Submission + - The difficulty getting a machine to forget anything (thestack.com)

An anonymous reader writes: When personal information ends up in the analytical whirlpool of big data, it almost inevitably becomes orphaned from any permissions framework that the discloser granted for its original use; machine learning systems, commercial and otherwise, end up deriving properties and models from the data until the replication, duplication and derivation of that data can never hoped to be controlled or 'called back' by the originator.

But researchers now propose a revision which can be imposed upon existing machine-learning frameworks, interposing a 'summation' layer between user data and the learning system, effectively tokenising the information without anonymising it, and providing an auditable path whereby withdrawal of the user information would ripple through all iterations of systems which have utilized it — genuine 'cancellation' of data.

Submission + - Damaged Spinal Cord "Rewires" Itself With Help of Electrical Stimulation (ieee.org)

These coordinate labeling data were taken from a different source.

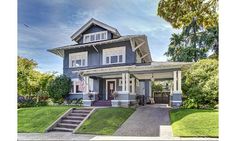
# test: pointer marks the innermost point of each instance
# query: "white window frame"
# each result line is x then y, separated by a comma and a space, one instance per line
95, 36
109, 80
120, 82
78, 56
116, 51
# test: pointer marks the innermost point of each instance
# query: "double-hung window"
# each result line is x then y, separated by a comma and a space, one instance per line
97, 36
114, 55
78, 59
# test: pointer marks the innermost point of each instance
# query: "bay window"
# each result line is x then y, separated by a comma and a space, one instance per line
96, 36
114, 55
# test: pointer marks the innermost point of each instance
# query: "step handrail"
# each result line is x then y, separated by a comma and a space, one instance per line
51, 126
85, 118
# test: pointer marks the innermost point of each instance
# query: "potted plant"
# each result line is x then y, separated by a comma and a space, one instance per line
90, 95
115, 94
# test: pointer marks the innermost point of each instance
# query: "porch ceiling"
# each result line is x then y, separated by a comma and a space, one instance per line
155, 76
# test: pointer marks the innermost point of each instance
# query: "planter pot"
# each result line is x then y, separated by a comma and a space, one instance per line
87, 103
115, 103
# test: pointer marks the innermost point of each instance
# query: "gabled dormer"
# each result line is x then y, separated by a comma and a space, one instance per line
94, 31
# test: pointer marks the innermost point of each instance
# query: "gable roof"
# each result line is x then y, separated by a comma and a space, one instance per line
78, 34
145, 49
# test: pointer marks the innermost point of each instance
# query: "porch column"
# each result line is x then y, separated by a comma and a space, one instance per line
127, 82
179, 81
123, 81
175, 80
133, 86
74, 86
87, 83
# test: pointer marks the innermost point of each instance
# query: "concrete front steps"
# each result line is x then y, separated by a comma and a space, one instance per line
102, 103
71, 120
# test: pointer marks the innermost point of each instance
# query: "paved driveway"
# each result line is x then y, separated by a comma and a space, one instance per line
146, 121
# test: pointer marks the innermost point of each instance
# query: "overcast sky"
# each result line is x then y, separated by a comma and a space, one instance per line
45, 24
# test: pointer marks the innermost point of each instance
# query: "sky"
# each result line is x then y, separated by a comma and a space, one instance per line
46, 24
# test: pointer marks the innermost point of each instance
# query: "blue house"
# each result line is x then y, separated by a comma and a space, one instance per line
114, 68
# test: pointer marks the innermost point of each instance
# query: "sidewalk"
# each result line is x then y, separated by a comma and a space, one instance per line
60, 136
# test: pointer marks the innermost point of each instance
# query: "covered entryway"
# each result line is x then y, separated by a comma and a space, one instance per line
162, 97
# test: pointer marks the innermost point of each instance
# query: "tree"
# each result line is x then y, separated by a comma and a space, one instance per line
200, 84
25, 76
180, 13
59, 88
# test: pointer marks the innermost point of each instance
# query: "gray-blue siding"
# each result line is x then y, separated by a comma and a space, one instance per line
94, 29
95, 58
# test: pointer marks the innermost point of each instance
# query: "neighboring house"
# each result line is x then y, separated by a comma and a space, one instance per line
102, 61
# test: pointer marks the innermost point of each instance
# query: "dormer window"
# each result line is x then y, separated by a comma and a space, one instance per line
78, 59
97, 36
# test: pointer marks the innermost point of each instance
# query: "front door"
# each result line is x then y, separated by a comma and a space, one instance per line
110, 89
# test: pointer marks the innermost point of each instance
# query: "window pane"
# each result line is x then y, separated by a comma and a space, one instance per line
103, 36
73, 63
97, 37
78, 62
107, 60
92, 38
120, 58
77, 88
114, 59
83, 62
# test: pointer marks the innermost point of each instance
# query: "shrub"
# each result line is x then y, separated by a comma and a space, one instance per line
59, 88
201, 84
26, 103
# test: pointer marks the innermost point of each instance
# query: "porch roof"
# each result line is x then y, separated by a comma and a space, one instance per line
132, 38
154, 67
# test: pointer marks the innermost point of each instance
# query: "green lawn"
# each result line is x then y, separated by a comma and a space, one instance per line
105, 121
194, 122
37, 119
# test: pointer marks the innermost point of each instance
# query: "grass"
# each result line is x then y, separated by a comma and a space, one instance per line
105, 121
194, 123
37, 119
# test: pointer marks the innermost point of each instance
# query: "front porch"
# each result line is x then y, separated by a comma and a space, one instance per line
128, 82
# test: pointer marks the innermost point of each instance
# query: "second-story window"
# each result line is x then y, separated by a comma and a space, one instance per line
97, 36
78, 59
114, 55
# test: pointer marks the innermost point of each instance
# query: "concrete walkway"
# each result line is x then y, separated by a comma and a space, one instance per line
60, 136
53, 136
149, 120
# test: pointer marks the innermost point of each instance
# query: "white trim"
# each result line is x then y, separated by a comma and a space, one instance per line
107, 80
95, 22
179, 81
176, 101
95, 36
138, 46
127, 82
115, 51
78, 56
174, 81
123, 80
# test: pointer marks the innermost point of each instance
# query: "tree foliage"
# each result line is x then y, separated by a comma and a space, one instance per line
191, 46
201, 84
59, 88
26, 76
180, 13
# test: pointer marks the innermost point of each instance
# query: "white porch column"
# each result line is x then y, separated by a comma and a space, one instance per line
133, 86
87, 83
179, 81
123, 81
74, 86
175, 80
127, 82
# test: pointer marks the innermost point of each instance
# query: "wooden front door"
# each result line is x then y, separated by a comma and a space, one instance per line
110, 89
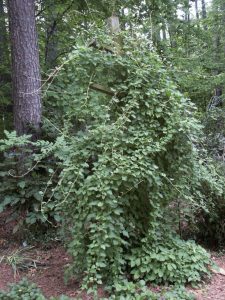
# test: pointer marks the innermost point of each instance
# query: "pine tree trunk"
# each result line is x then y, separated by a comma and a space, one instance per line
51, 45
25, 67
2, 34
196, 9
204, 13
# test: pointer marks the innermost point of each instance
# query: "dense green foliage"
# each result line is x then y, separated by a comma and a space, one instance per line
132, 145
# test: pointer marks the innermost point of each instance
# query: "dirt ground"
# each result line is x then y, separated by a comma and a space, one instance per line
45, 267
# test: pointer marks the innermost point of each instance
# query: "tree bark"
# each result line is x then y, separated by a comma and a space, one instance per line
204, 13
51, 45
3, 45
26, 81
196, 9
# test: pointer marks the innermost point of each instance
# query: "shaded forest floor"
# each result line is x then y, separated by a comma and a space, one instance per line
45, 264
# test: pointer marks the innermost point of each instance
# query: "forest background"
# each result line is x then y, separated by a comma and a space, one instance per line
112, 127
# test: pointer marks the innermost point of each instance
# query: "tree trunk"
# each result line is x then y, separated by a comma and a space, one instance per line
51, 45
2, 33
196, 9
204, 13
25, 67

the_newsbeagle writes: Many prior experiments that tried to restore function after a spinal cord injury have used electrical stimulation to replace the signals from the brain, essentially implanting a replacement nervous system. But a new project instead used electrical stimulation to encourage the natural nervous system to adapt to a severe injury. When researchers repeatedly jolted a rat's damaged spinal cord at the precise moment that it tried to move a paralyzed limb, its nervous system developed new neural pathways that detoured around the site of injury in the spine. Researchers don't think it grew new neurons, but think instead that new connections formed between surviving neurons.

Submission + - i can has kickstart? (wordpress.com)

rewindustry writes: (RFC)

am fifty this year, been working on a thing since basically it was possible, back in the soundblaster, gravis, etc era. by this time am pretty sure it already has been done, but perhaps not quite the way i've been doing it, on my own machines.

it is essentially an audio tape loop with digital advantages. you begin an instance by defining a length, and you get a recording space which simply goes around and around, continuously, and in which you play.

from there the options expand as you like — for instance i like spaces of 32 to 128 bars, and i add a click track or other guide beat, to begin with. because everything is continuous, having no beginning or end, this can be multiplied out to be any new length i might like, in production.

i can then create a new space, the same integral multiple of the original, with perhaps an extra 8 bars inserted, for count in and out, if am working on a 'final' length.

this is only one method i settled into using. of the many i have been fiddling with, perhaps the most fun is to set things to fade slowy into the background, as new ideas are inserted — the effect is like playing in a hall of mirrors, which is great for not-very-good musicians like me. after the fact i like to select the best bits, and set them to fade in and out and around at random endlessly, or until bored.

all of the above, built to an RFC standard, can be distributed across the net in pseudo real time — it does not matter that each instance of a given "space" is running in it's own time, as long as you accept that any submission to a multi-user space will only appear the next time around (assuming your connection is fast enough). no matter how long it takes to arrive, a simple protocol will ensure it appears in the right place.

my overall thesis is that this very simply concept should be enough to easily make global recording a comfortable enough experience — as comfortable an experience, for instance, as participating in slashdot.

in fact a comment system like slashdot would form an ideal basis for a control system, by impementing an extention allowing users moderate which parts are mixed into what spaces.

i think — which might explain why i am posting this here. first off, has this already been done, and conversely — if it not, how do i get it out there? i'm a bit tired of playing with this thing by myself, and so far have not seen the app/gadget on the market that already does the thing i've been dreaming of... and suddenly it occurs to me that slashdot is the place to find out, for once and for all.